今回のツアーであった、「SOUND JOKERコーナー」20年前に初めて、ふたりがセッションしたときの様子がステージ上で再現されましたが、そのときの詳細が、この本の冒頭、最新インタビューで語られています。当時をなつかしく回想している、ふたりの様子がリアルに伝わってくるので、今回のライブに参加された方は、より楽しめると思いますし、参加できなかった方も、B'z結成秘話(?)をふたりの口から聞けるような、楽しみができるのではないでしょうか。
大ボリュームのとりおろしインタビューは、「B'zのふたり」「松本さん」「稲葉さん」と3つのバージョンからなっていて、B'zのふたりが出会ったときのこと、最初に松本さんが、稲葉さんに言った言葉、そして20年の様々な出来事、思い出などを回想しながら語っているのが、新しいファンにも、昔からのファンにも興味深く読めると思います。デビュー当時の厳しかった時代のことや、CDの売り上げ枚数などについて、飾ることなく、ありのままに、過去のこと、現在のことを話している感じが斬新で驚きです。
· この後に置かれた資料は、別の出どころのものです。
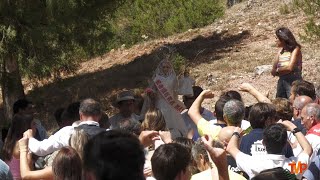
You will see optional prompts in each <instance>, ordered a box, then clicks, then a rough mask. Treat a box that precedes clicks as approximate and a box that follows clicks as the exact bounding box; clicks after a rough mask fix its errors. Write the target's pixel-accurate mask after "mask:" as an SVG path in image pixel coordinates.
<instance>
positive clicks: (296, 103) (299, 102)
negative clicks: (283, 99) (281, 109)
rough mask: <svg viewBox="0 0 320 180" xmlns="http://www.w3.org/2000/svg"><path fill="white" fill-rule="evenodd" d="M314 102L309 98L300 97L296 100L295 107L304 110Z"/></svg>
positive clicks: (296, 98) (307, 96)
mask: <svg viewBox="0 0 320 180" xmlns="http://www.w3.org/2000/svg"><path fill="white" fill-rule="evenodd" d="M312 102H313V100H312V99H311V98H310V97H309V96H298V97H296V98H295V99H294V102H293V107H295V108H298V109H302V108H303V107H304V106H305V105H307V104H309V103H312Z"/></svg>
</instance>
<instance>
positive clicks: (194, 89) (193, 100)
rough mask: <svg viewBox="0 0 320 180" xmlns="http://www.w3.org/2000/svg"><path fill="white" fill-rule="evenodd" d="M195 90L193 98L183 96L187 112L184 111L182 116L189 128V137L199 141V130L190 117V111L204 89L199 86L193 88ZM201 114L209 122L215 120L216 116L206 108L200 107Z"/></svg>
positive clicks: (192, 138)
mask: <svg viewBox="0 0 320 180" xmlns="http://www.w3.org/2000/svg"><path fill="white" fill-rule="evenodd" d="M192 90H193V96H186V95H185V96H183V103H184V105H185V106H186V108H187V109H186V110H184V111H183V112H182V113H181V115H182V118H183V120H184V122H185V124H186V126H187V128H188V136H189V135H190V137H192V139H193V140H197V139H198V138H200V135H199V133H198V129H197V126H196V125H195V124H194V122H193V121H192V120H191V118H190V116H189V115H188V110H189V108H190V107H191V105H192V103H193V102H194V100H195V99H196V98H197V97H198V96H199V95H200V93H201V92H202V91H203V89H202V88H201V87H199V86H193V87H192ZM199 111H200V113H201V116H202V117H203V118H204V119H205V120H207V121H210V120H212V119H215V117H214V115H213V113H212V112H210V111H209V110H207V109H206V108H204V107H202V106H201V107H200V110H199Z"/></svg>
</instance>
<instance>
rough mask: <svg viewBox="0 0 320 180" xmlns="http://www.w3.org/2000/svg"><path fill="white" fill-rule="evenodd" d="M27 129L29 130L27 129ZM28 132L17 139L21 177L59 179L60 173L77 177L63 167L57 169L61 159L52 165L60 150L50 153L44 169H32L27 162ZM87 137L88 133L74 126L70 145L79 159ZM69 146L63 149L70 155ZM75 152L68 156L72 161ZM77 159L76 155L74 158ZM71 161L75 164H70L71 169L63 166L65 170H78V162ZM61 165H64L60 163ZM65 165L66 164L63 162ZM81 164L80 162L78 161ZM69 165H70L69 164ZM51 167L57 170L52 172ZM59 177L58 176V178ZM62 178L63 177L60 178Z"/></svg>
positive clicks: (86, 141)
mask: <svg viewBox="0 0 320 180" xmlns="http://www.w3.org/2000/svg"><path fill="white" fill-rule="evenodd" d="M28 131H29V130H28ZM28 134H29V133H28V132H26V133H24V137H23V138H22V139H20V140H19V148H20V172H21V177H22V179H28V180H38V179H46V180H48V179H61V176H62V175H65V177H66V176H70V177H71V176H72V177H73V176H74V175H76V177H78V174H77V173H75V172H72V173H73V174H74V175H71V174H67V173H65V172H63V169H59V167H58V166H59V164H60V163H61V162H59V161H61V160H59V161H58V162H56V165H55V166H56V167H54V166H53V163H54V162H55V158H56V157H57V155H58V154H59V153H60V150H58V151H55V152H54V153H52V154H51V155H50V157H49V158H48V159H47V164H46V166H45V167H44V169H41V170H33V168H32V167H31V166H30V164H29V163H28V138H29V137H28ZM88 139H89V136H88V134H87V133H86V132H85V131H84V130H83V129H80V128H77V127H76V128H75V130H74V132H73V134H72V135H71V138H70V146H71V147H72V148H74V150H75V151H76V152H77V154H78V155H77V156H79V157H80V159H81V160H82V159H83V147H84V145H85V144H86V143H87V141H88ZM68 149H69V147H67V150H66V149H65V150H64V152H71V155H72V153H73V151H74V150H73V149H69V150H68ZM74 155H75V154H74V153H73V157H70V158H69V160H71V161H74V159H75V156H74ZM60 159H61V157H60ZM72 159H73V160H72ZM65 161H66V163H68V161H67V160H65ZM75 161H77V157H76V160H75ZM75 161H74V162H71V163H75V166H72V168H71V170H70V168H67V167H64V169H65V170H67V171H75V170H77V171H78V170H80V171H81V169H79V164H77V163H76V162H75ZM62 165H64V164H63V163H62ZM65 165H67V164H65ZM80 165H81V163H80ZM70 167H71V166H70ZM53 168H56V170H57V171H58V172H54V171H53ZM58 177H60V178H58ZM62 179H63V178H62Z"/></svg>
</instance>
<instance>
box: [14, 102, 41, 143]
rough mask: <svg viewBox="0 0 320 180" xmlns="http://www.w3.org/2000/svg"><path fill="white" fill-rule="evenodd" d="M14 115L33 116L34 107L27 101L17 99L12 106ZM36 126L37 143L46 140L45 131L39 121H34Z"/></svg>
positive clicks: (34, 120) (35, 133) (33, 111)
mask: <svg viewBox="0 0 320 180" xmlns="http://www.w3.org/2000/svg"><path fill="white" fill-rule="evenodd" d="M15 114H20V115H22V114H25V115H31V116H33V115H34V105H33V104H32V102H31V101H28V100H27V99H19V100H17V101H16V102H15V103H14V104H13V115H15ZM34 122H35V125H36V130H37V131H36V132H35V138H36V139H37V140H39V141H41V140H43V139H45V138H47V131H46V129H45V128H44V127H43V126H42V124H41V122H40V121H39V120H34Z"/></svg>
文字をたくさん読むのが苦手という人にも、オススメできるのは、垂涎ものの素敵な写真が満載な点です。最新のツアーであるACTIONからのライブ写真は、よくぞここまで! というくらいに、セクシーさ! 躍動感、疾走感あふれる写真ばかりです。写真集なみに、カラーページで80ページあります。本が大きいので、写真も大きく迫力があります。
さらに、ソニーマガジンズの音楽雑誌、GB(ジービー)や、パチパチなどで撮影された、90年代前半からの写真は、当時、その雑誌にしか載らなかったものなので、たいていのファンの方にはかなり新鮮に楽しめるのではないでしょうか。Pleasure GLORY DAYSでビジョンで流れたような、今では笑ってしまう昔のB'zが満載です。
この本を読むことで、改めてB'zのすごさ、20年間の努力や苦労や意志の強さなどに感動できる内容だと思います。そして、この本を読み終えると、なぜか、よりB'zを近くに感じて、過去のB'zのアルバムなどを聴きたくなるような本です。
20年分のライブのセットリストや、すべてのCDのレビューなども含めて、20周年区切りの年の集大成としてB'zファンならば必携の本といえるのではないでしょうか。できれば、最近は、少しB'zの音楽から離れてしまったというような、かつてのファンの人にも読んでほしいなと思う、B'zの20年がぎっしり詰まった一冊です。